GAVOI. «Nessuna somma sospetta. Era tutto concordato: la cifra era molto meno, si aggirava sui 70mila euro, e in ogni caso era la contropartita perché avevamo acquistato del sughero da Francesco Rocca».

Hanno risposto così, i due allevatori di Nughedu San Nicolò, alle domande della Dda che chiedeva loro conto di una somma piuttosto consistente che il dentista gavoese aveva ricevuto dai due conoscenti del Sassarese nel 2007. Una cessione di denaro che è approdata proprio negli ultimi giorni in un supplemento di indagini attorno all’inchiesta sulla morte di Dina Dore.

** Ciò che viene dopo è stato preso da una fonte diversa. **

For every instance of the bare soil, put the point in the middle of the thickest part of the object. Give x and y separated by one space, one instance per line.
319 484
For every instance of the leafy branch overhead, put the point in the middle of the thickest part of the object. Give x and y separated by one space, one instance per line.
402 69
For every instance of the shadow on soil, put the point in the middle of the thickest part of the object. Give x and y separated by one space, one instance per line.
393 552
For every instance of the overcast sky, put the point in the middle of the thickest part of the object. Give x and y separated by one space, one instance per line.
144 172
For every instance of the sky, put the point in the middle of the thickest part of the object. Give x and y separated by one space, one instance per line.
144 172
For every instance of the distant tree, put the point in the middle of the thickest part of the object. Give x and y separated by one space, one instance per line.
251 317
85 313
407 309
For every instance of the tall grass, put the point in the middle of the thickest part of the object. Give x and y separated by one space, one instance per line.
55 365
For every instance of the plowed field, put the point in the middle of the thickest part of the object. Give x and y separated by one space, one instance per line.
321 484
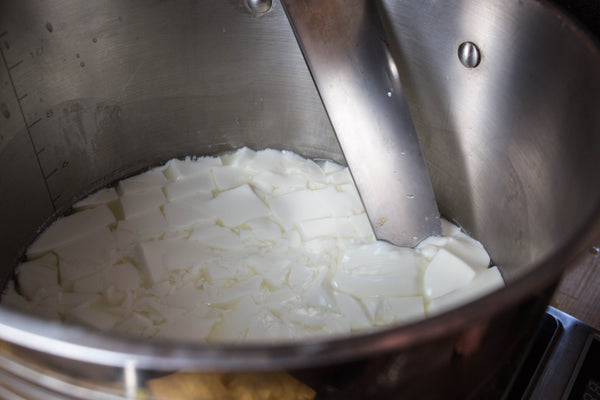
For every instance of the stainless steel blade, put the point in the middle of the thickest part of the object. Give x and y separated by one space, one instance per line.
345 47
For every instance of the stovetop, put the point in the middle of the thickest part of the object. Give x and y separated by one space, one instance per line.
563 362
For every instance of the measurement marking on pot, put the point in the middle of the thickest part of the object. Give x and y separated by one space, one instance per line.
14 87
15 65
33 123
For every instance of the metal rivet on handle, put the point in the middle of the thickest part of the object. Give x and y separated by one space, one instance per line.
259 6
469 54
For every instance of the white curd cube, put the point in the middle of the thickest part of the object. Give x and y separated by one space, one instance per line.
142 182
446 273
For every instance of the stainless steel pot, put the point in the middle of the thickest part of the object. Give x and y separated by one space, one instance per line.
94 91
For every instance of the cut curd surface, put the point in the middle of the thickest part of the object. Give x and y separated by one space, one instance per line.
248 246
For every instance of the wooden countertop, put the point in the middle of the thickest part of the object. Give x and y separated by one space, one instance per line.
579 291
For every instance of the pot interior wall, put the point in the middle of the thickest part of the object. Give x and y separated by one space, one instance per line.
94 91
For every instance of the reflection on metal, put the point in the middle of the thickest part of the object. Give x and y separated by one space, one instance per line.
347 51
469 54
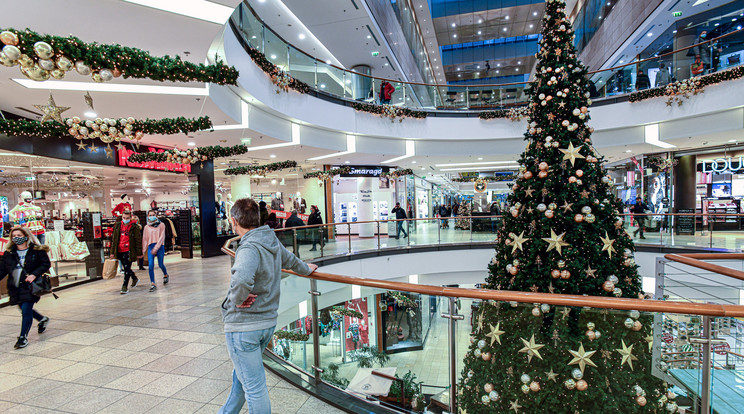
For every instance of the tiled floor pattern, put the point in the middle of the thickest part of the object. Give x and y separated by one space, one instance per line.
159 352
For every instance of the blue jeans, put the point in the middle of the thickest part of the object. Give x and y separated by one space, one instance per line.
28 314
151 261
249 378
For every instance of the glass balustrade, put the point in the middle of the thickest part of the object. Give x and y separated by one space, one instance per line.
348 85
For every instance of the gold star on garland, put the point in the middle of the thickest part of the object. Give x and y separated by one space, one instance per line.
52 111
582 358
531 348
552 375
607 244
518 241
555 242
495 333
571 154
591 272
627 353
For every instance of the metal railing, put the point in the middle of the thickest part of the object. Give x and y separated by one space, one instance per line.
357 87
658 319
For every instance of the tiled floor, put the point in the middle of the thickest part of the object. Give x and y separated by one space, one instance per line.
159 352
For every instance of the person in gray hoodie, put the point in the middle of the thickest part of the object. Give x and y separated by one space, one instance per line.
249 311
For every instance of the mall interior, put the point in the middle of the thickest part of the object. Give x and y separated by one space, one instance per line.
494 191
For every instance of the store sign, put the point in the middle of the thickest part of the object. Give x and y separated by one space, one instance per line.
123 161
366 171
722 165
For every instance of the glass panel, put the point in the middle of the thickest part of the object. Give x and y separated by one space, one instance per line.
302 67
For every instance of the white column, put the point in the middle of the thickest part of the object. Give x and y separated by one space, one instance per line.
364 210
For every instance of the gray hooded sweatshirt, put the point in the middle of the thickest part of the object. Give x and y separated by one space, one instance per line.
259 261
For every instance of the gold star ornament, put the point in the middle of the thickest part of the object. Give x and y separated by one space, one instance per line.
495 333
627 354
51 111
571 154
555 241
582 358
607 244
518 241
531 348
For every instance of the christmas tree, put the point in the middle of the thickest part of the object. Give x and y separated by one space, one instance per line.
562 234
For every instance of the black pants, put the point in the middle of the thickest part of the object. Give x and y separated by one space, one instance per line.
126 264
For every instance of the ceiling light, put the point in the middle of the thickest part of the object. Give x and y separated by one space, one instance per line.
112 87
198 9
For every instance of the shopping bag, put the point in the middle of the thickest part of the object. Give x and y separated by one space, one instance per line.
110 266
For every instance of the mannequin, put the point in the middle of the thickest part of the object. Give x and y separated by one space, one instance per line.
228 207
26 214
124 204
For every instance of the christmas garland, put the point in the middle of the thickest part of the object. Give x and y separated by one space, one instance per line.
189 156
261 169
165 126
497 178
292 336
327 175
43 56
515 114
389 111
402 300
677 91
397 173
281 79
347 312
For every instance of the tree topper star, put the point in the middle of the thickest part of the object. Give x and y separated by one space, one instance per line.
531 348
52 111
582 358
555 241
607 244
518 241
571 154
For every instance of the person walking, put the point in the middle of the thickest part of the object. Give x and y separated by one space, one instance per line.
24 261
153 245
400 215
249 311
316 232
126 243
639 214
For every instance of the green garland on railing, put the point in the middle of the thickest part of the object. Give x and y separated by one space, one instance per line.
278 77
402 300
347 312
496 178
191 155
397 173
327 175
683 87
389 111
165 126
42 56
292 336
261 169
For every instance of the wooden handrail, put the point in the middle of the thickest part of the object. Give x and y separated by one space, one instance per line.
599 302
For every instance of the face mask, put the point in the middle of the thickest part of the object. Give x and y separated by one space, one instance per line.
20 240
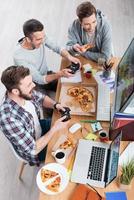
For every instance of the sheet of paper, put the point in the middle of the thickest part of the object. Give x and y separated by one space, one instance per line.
127 154
76 78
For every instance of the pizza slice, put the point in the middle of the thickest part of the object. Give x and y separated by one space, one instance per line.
67 143
55 185
47 174
85 47
73 91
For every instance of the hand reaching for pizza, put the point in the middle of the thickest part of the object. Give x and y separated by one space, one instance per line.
59 124
83 48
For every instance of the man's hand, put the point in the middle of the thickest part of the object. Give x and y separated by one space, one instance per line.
83 48
74 60
60 107
77 48
65 73
59 124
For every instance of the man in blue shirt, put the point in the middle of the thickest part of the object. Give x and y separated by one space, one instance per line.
90 28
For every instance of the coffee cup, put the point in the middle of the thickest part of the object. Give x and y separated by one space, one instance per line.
103 135
59 156
88 74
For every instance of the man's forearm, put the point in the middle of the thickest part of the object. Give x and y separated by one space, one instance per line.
43 141
48 102
65 54
52 77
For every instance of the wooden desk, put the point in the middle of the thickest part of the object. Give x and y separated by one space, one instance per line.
65 195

La direzione distrettuale antimafia torna insomma a scavare sull’argomento-soldi, probabilmente perché, come già emerso in altre fasi dell’indagine, vuole accertare da dove, Francesco Rocca, si sarebbe procurato i soldi che secondo il superteste Stefano Lai, Rocca aveva promesso a Pierpaolo Contu per uccidere la moglie Dina. Finora, di quei soldi dei quali ha parlato Lai, non è mai stata trovata traccia: né nei conti di Rocca, né in quelli dei Contu. Ma la Dda vuole provare, evidentemente, che visti i diversi debiti del dentista gavoese, quest’ultimo aveva chiesto diverso denaro ad amici e conoscenti per poter pagare il killer. Tutte supposizioni, per ora, visto che non è stato trovato alcun riscontro.

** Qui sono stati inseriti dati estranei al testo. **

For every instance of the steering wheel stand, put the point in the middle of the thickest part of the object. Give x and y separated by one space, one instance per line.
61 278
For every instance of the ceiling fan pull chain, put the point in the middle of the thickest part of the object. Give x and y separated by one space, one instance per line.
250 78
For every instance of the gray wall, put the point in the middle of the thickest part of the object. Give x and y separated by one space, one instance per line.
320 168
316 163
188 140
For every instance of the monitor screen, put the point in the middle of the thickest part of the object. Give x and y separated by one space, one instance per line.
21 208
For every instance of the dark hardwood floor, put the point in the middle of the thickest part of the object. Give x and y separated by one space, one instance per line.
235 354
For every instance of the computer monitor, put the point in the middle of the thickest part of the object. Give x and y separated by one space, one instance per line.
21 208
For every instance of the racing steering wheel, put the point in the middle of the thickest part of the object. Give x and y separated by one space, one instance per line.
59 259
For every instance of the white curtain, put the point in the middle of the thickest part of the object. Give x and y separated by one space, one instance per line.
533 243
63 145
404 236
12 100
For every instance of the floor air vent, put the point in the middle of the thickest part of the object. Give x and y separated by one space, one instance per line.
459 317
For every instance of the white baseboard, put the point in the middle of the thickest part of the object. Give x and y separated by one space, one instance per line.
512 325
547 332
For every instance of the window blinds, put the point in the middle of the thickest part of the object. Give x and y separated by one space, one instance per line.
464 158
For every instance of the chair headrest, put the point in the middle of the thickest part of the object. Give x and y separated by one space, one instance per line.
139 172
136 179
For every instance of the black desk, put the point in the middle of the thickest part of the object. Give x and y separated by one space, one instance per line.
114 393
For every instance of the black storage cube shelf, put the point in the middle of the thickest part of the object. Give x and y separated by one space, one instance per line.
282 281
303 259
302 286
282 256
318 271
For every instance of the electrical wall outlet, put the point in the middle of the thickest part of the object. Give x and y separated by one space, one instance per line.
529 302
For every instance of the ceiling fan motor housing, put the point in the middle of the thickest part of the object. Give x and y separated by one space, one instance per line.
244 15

Ma la caccia al denaro, comunque, va avanti e la prova evidente è data dal fatto che anche a processo abbondantemente avviato, la Dda ha disposto un supplemento di indagine proprio su questo fronte.

A far drizzare le antenne agli inquirenti, in realtà, è stato soprattutto il fatto che la cessione di denaro tra i due allevatori di Nughedu e Francesco Rocca sia avvenuta nel 2007, ovvero l’anno prima della morte di Dina Dore. Quei soldi, dunque, Rocca se li era procurati per pagare Contu? Finora le indagini non sono mai riuscite ad accertarlo.

I

due allevatori di Nughedu San Nicolò, sentiti nei giorni scorsi, hanno comunque giustificato la cifra pagata a Rocca: «Non si è trattato di un prestito – hanno spiegato – ma solo della contropartita per l’acquisto da Rocca di diverse quantità di sughero». (v.g.)